As a result, “people get caught in a sort of chicken-and-egg problem where they work all the time so they don’t know what to do when they aren’t working, and because they don’t know what to do when they aren’t working, they end up working all the time,” he said.
This is often a problem for Ms. Aarons-Mele when she takes time off. “I’m the worst — I’ll wake up at a beach resort and be like, ‘Now what?’”
To avoid falling into that trap, she said, you can schedule activities during your vacation that require focus: Sign up for a class, volunteer with an organization or visit a museum, whatever feels fulfilling and distracts you from your screens.
Plan a fun day for when you get back.
If you’re able to space out your return home and your back-to-office day, put something on your calendar that you can look forward to for that time in between, Ms. Vanderkam said.
“Let’s say you’re taking a trip and you come back the day before you start work. Maybe plan a get-together with friends that afternoon or go see a movie that night,” she said. “It’ll ensure you are not fixated on the thought of starting work the next day. You’ll likely be thinking about the fun still to come as opposed to the anxiety of starting work.”
Remember: The worst outcomes probably won’t play out.
A lot of times, the scenes that you envision about all the things that could go haywire at work while you’re away or the daunting situations you have to come back to are just your brain inventing catastrophes, said Bisma Anwar, a licensed therapist on the telehealth platform Talkspace: “We tend to build up things in our minds, and it’s usually not as bad as we think.”
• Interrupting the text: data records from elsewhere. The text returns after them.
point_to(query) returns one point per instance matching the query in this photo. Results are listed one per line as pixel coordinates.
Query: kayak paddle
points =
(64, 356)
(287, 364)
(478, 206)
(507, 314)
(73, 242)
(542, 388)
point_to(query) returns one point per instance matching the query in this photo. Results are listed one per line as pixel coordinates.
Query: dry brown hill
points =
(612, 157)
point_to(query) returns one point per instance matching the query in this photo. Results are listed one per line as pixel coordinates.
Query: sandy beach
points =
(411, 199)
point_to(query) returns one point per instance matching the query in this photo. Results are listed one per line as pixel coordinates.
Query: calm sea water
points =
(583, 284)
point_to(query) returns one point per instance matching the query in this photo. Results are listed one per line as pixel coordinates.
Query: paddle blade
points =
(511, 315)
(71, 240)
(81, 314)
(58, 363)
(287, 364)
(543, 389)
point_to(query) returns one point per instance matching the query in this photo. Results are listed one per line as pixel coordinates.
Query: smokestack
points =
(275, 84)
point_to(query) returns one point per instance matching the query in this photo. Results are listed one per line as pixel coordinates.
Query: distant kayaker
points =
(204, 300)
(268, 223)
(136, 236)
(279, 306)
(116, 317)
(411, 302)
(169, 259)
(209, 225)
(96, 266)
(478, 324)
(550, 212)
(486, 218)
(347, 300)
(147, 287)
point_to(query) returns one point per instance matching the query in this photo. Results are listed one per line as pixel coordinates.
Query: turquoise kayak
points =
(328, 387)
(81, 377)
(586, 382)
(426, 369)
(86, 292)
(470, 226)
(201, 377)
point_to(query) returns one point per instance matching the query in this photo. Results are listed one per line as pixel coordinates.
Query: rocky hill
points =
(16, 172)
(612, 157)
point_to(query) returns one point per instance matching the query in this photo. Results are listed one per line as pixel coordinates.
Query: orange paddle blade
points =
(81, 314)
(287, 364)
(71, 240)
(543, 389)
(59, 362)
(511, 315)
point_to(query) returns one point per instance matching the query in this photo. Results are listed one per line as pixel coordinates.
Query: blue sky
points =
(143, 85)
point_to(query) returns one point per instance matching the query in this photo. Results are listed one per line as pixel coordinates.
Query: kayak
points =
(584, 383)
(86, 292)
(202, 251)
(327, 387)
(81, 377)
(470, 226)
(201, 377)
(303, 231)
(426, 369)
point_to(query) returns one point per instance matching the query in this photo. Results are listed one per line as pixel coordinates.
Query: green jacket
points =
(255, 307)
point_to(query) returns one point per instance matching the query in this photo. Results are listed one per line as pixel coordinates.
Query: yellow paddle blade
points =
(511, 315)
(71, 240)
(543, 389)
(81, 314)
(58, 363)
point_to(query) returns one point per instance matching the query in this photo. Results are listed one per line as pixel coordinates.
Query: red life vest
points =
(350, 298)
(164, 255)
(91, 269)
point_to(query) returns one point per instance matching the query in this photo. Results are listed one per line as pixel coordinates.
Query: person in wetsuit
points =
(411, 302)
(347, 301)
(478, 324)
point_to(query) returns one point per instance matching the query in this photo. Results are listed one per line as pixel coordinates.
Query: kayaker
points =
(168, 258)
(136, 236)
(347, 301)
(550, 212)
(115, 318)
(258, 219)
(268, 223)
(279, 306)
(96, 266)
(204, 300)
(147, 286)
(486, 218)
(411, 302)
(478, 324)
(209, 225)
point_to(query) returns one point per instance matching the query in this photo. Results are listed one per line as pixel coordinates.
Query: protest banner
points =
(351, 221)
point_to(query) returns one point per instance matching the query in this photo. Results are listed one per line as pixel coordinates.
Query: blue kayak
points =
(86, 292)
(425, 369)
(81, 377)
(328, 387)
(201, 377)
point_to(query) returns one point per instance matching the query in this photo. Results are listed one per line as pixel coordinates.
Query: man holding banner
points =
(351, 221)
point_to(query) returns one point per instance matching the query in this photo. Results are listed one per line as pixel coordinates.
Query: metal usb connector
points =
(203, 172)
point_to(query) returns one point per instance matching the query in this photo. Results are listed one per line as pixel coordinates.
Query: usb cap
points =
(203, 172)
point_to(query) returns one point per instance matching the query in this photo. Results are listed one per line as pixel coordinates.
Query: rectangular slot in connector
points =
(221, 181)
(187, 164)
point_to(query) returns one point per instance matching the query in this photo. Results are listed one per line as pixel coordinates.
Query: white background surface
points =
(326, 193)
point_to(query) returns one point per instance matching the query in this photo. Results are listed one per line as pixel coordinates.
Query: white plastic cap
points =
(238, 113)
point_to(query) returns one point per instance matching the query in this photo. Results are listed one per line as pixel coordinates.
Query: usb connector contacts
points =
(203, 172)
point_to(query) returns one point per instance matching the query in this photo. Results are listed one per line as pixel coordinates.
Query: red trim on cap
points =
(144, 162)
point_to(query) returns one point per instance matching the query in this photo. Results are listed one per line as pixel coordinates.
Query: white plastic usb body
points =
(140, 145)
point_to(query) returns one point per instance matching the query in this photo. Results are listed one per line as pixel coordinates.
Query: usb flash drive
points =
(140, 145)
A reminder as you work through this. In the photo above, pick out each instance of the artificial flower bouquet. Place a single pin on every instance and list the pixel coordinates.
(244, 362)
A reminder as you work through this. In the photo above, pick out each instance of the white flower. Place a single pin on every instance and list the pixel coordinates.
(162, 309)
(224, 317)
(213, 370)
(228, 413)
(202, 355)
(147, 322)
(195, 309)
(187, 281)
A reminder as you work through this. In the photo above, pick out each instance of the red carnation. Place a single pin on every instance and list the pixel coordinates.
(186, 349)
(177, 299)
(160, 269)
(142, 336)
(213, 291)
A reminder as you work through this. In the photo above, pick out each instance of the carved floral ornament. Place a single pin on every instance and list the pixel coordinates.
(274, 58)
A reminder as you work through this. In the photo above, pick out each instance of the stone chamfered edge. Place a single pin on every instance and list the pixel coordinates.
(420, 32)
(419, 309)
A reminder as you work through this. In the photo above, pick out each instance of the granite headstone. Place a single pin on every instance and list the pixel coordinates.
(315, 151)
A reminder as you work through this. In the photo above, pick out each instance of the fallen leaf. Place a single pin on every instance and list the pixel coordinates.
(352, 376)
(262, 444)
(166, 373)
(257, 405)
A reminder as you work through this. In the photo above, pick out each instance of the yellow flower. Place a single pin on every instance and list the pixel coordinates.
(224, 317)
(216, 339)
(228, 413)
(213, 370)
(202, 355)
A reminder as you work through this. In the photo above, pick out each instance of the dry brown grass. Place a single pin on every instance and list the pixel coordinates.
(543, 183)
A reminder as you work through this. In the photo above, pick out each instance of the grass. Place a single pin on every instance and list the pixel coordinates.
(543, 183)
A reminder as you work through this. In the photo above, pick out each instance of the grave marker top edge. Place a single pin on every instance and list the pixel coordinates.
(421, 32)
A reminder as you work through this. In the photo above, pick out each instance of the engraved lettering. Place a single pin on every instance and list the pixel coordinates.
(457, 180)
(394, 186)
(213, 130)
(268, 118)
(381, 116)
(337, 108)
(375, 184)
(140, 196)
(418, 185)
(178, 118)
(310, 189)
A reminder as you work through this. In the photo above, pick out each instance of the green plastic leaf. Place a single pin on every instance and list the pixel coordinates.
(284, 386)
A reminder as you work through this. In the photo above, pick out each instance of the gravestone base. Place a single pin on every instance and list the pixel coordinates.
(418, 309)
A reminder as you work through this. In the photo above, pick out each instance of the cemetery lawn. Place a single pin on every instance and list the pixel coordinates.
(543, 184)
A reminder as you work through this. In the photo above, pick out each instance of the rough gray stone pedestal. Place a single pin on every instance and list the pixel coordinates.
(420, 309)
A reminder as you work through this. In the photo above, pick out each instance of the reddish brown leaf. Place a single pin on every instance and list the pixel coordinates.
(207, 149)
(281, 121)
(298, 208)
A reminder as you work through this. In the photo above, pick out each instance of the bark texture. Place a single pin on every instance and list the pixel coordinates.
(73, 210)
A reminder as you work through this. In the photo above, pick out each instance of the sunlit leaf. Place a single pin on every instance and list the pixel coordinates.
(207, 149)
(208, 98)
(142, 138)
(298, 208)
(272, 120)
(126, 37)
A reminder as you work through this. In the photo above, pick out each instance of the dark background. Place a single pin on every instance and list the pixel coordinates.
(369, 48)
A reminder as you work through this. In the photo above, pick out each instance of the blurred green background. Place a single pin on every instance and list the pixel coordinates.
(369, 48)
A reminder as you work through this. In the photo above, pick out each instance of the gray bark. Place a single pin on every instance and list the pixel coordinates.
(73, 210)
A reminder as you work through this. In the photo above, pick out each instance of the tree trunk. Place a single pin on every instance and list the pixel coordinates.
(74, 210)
To pull yourself out of that mind-set, Ms. Anwar suggested, ground yourself in the moment by meditating or working out so that bad thoughts don’t ruin your time off. While doing so, you can look back on all you achieved before vacation, Ms. Aarons-Mele said, “and tell yourself, I worked hard, I did a lot, I accomplished a lot, I deserve a break.”
And if you’re away for an extended period, remind yourself that most issues that come up at work in the first few days will probably be irrelevant by the time you return, Ms. Vanderkam said, so there isn’t much point worrying about them from a distance. If something is important enough for your attention, it will come up again when you’re back at work and ready to address it.